Slightly new format using the Wikipedia API

  1. Type in a Wikipedia page name
  2. Set in two dates, it’ll generate a JSON that includes comments, timestamps, and users, amount of data that was deleted or added per edit 3.Processing script builds a query to Wikipedia API from this info.
  3. Script parses this JSON for /* Section */ - will tell you when someone is editing a distinct section of an article and add those items to a new list.

From this new list we can build a dashboard that gives different metrics of “controversy” that describe each section of a wikipedia page.

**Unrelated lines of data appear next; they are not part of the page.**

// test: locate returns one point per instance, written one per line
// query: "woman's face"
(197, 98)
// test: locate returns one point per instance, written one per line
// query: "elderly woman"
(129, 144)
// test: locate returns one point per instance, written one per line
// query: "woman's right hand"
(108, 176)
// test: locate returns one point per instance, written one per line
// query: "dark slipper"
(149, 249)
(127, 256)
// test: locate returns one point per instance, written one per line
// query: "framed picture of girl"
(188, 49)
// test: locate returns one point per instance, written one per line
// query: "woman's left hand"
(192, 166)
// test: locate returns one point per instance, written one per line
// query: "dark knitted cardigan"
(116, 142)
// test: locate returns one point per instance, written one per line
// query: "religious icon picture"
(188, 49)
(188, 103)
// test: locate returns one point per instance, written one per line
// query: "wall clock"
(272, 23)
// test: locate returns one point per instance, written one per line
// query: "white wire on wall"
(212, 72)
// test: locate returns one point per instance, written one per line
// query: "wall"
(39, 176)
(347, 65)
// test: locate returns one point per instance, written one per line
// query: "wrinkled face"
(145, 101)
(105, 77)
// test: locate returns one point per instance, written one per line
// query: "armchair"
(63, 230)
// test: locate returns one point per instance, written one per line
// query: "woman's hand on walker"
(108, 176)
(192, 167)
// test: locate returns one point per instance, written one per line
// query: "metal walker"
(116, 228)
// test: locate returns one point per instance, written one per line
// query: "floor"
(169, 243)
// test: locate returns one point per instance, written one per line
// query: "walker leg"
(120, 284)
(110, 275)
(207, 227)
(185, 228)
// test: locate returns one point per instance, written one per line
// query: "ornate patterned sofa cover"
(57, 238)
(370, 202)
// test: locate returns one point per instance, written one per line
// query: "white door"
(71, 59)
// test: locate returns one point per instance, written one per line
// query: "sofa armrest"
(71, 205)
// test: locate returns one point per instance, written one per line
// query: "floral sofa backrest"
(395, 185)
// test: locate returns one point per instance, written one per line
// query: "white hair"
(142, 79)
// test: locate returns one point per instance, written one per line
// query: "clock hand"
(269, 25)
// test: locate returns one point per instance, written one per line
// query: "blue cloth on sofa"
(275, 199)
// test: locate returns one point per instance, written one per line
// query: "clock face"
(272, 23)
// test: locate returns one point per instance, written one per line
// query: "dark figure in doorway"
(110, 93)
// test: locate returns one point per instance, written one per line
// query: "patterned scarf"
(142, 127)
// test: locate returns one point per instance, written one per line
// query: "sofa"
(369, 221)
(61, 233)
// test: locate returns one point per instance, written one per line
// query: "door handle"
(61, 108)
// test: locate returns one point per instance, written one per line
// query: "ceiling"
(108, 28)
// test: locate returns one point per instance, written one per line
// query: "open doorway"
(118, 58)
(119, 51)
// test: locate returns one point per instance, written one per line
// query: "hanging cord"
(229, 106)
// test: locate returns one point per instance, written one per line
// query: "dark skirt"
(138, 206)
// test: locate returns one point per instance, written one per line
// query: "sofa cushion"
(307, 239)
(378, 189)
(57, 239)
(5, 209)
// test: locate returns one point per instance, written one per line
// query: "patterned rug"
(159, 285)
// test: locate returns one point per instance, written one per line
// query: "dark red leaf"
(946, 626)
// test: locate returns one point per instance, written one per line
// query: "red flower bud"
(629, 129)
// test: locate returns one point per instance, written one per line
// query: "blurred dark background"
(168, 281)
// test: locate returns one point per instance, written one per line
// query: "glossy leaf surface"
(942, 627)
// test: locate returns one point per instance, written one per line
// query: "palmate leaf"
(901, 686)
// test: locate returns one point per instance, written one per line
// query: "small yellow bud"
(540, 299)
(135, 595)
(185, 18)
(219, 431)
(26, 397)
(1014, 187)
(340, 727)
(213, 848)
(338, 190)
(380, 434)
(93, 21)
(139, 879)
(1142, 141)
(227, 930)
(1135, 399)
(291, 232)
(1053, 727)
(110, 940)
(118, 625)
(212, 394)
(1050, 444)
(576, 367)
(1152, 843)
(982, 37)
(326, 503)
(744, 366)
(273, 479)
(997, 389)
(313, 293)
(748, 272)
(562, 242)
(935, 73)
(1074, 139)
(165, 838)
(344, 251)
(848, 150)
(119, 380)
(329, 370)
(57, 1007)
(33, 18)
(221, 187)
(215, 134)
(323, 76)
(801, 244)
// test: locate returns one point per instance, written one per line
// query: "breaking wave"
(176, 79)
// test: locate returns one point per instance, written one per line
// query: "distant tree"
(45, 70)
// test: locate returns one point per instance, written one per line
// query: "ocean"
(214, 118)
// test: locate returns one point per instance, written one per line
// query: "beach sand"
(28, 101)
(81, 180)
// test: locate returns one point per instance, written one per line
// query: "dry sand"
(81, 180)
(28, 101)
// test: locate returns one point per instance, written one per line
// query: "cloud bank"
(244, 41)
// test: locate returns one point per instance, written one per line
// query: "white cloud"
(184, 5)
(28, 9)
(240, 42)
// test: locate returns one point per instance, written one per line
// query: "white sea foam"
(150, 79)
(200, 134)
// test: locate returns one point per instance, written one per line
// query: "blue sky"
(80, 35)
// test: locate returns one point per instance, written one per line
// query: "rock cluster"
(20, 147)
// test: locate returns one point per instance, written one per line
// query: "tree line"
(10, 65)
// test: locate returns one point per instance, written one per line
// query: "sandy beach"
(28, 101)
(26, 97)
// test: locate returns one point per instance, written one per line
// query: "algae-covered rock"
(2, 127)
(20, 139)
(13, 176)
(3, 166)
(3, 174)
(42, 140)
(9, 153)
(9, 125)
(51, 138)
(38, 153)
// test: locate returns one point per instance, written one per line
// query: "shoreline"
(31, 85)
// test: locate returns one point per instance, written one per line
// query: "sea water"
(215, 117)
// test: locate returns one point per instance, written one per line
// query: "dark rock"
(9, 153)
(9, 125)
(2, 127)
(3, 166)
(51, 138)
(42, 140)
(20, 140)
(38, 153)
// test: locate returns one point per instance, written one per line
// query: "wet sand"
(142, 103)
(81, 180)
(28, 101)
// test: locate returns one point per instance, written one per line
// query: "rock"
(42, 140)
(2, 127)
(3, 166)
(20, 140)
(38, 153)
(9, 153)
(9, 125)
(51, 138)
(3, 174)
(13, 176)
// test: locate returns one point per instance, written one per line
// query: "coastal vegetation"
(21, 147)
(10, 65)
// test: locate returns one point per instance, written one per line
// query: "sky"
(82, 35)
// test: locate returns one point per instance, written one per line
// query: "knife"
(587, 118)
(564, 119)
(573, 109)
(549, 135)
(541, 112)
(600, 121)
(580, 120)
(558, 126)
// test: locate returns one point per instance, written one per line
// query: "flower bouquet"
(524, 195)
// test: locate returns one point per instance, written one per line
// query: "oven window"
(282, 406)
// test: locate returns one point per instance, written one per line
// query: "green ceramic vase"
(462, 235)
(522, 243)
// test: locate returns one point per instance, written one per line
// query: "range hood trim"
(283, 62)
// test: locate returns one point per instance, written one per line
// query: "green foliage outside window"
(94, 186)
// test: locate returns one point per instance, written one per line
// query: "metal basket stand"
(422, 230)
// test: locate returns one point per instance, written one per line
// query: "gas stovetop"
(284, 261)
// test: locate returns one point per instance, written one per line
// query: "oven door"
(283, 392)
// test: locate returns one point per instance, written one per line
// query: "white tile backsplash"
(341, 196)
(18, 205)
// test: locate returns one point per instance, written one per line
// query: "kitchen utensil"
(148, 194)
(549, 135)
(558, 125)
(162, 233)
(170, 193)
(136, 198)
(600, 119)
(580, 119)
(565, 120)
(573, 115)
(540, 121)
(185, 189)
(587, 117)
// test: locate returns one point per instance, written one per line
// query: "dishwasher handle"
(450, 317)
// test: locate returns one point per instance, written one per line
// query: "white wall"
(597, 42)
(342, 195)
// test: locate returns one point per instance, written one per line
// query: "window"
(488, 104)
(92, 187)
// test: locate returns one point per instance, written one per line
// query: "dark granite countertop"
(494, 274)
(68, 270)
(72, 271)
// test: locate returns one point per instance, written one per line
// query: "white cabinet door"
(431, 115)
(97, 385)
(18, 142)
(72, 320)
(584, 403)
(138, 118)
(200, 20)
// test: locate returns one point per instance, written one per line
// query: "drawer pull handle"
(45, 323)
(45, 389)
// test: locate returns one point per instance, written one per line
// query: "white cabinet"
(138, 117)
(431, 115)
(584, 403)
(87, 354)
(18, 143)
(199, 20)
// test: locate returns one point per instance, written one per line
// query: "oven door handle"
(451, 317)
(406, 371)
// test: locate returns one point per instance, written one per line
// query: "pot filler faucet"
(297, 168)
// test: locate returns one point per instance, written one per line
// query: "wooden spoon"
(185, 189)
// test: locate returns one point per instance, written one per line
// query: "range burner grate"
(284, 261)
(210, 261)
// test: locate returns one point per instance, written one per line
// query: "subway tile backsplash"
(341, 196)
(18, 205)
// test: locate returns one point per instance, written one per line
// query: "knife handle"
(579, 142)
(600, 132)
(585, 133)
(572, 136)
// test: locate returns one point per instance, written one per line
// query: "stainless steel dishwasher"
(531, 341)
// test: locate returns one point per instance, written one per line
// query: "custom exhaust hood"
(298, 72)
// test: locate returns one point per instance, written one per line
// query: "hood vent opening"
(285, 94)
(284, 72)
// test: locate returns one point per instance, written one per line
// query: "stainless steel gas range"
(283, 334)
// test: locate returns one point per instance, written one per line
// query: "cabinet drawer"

  • look at distinct sections and which areas had the most individual edits
  • look at which sections were edited by the most people
  • look at sections based on how much actual content was added or erased in this time: which could be a valuable measure of controversy. Sections that have nearly a 1:1 ratio of adds:erases while also having the most total number of characters added or erased means that they were more rapidly edited

This will involve some simple data manipulation based on the lists generated to find these values. Using MediaWiki’s API Sandbox tool has been incredibly useful in figuring out what’s possible with their API and easily experimenting with parameters.

Here’s a sample of a single element from the JSON.

Additionally, this could allow for comparing multiple pages! We could compile the metrics for each section to have an aggregate metric for each page, and use this to compare multiple pages with the same three main metrics for controversy.